A sensationally funny and affecting dark comedy, Three Billboards Outside Ebbing, Missouri arrived at Venice just as the festival was hitting a slump, and has reinvigorated it with a fiery passion. Martin McDonagh’s third feature is an immeasurable improvement on his sophomore effort Seven Psychopaths, and even tops his beloved debut In Bruges. Anchored by an acid sense of humour and a top-form Frances McDormand, this insightful study of collective guilt and individual forgiveness is also the year’s funniest film.

The billboards of the title are erected by McDormand’s Mildred Hayes, whose daughter was brutally murdered a year previous, and with no leads since then, she turns to public advertising to keep the case in the minds of the Ebbing police force. Gifted with cutting monologues and hilarious one-liners, all backed with real fury and tragedy, McDormand is never less than totally commanding in the kind of brilliant but difficult acting that should net her countless awards.

McDonagh’s electrifying script brings out the best in the rest of the cast too. Woody Harrelson is fabulous as Chief Willoughby, to whom the billboards are directly and damningly addressed, Sam Rockwell does his best work since Moon as a thuggish deputy, and Manchester by the Sea’s Lucas Hedges again proves his ability to hold his own against towering adult performances.

Occasionally, Three Billboards seems a little too pleased with itself, but with a greater sincerity and compassion for its characters than either of McDonagh’s previous films, this is nowhere near as grating as it might be. A perfectly downbeat ending provides the exact sort of unhappy non-closure that turns out to be the most logical and satisfying choice.

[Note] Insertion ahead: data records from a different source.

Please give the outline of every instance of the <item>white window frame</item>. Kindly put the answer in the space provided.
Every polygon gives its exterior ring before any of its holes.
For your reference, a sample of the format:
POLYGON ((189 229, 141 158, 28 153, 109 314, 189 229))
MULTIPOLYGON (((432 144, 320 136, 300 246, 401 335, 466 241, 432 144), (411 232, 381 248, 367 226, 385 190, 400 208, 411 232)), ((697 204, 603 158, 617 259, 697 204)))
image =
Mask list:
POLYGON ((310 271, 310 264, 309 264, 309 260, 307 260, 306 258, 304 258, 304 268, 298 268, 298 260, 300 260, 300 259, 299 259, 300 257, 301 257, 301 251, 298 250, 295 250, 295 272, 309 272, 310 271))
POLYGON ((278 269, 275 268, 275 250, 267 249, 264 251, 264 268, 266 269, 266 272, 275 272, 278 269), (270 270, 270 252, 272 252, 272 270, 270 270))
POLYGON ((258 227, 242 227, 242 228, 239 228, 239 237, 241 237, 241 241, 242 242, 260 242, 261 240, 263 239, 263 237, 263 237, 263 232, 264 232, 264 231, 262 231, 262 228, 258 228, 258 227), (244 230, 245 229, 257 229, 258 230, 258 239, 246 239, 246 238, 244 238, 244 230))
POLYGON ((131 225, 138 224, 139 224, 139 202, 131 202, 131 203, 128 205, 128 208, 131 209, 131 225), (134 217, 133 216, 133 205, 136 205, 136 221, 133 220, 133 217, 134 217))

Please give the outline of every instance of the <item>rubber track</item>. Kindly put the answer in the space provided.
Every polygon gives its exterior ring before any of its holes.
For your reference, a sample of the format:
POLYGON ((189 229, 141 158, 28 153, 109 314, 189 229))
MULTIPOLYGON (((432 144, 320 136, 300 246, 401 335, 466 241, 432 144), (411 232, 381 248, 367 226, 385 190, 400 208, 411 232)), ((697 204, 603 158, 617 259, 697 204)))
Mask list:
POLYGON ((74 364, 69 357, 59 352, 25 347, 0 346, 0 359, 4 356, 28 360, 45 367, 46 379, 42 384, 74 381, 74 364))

A film that you’d be willing to let go on forever, Three Billboards nevertheless quits while it is ahead, leaving all its characters in exactly the right place.

RATING: 5/5


INFORMATION

CAST: Frances McDormand, Woody Harrelson, Sam Rockwell, Peter Dinklage, Abbie Cornish, Lucas Hedges

DIRECTOR: Martin McDonagh

WRITER: Martin McDonagh

SYNOPSIS: After months have passed without a culprit in her daughter’s murder case, Mildred Hayes makes a bold move, painting three signs leading into her town with a controversial message directed at William Willoughby, the town’s revered chief of police. When his second-in-command Officer Dixon, an immature mother’s boy with a penchant for violence, gets involved, the battle between Mildred and Ebbing’s law enforcement is only exacerbated.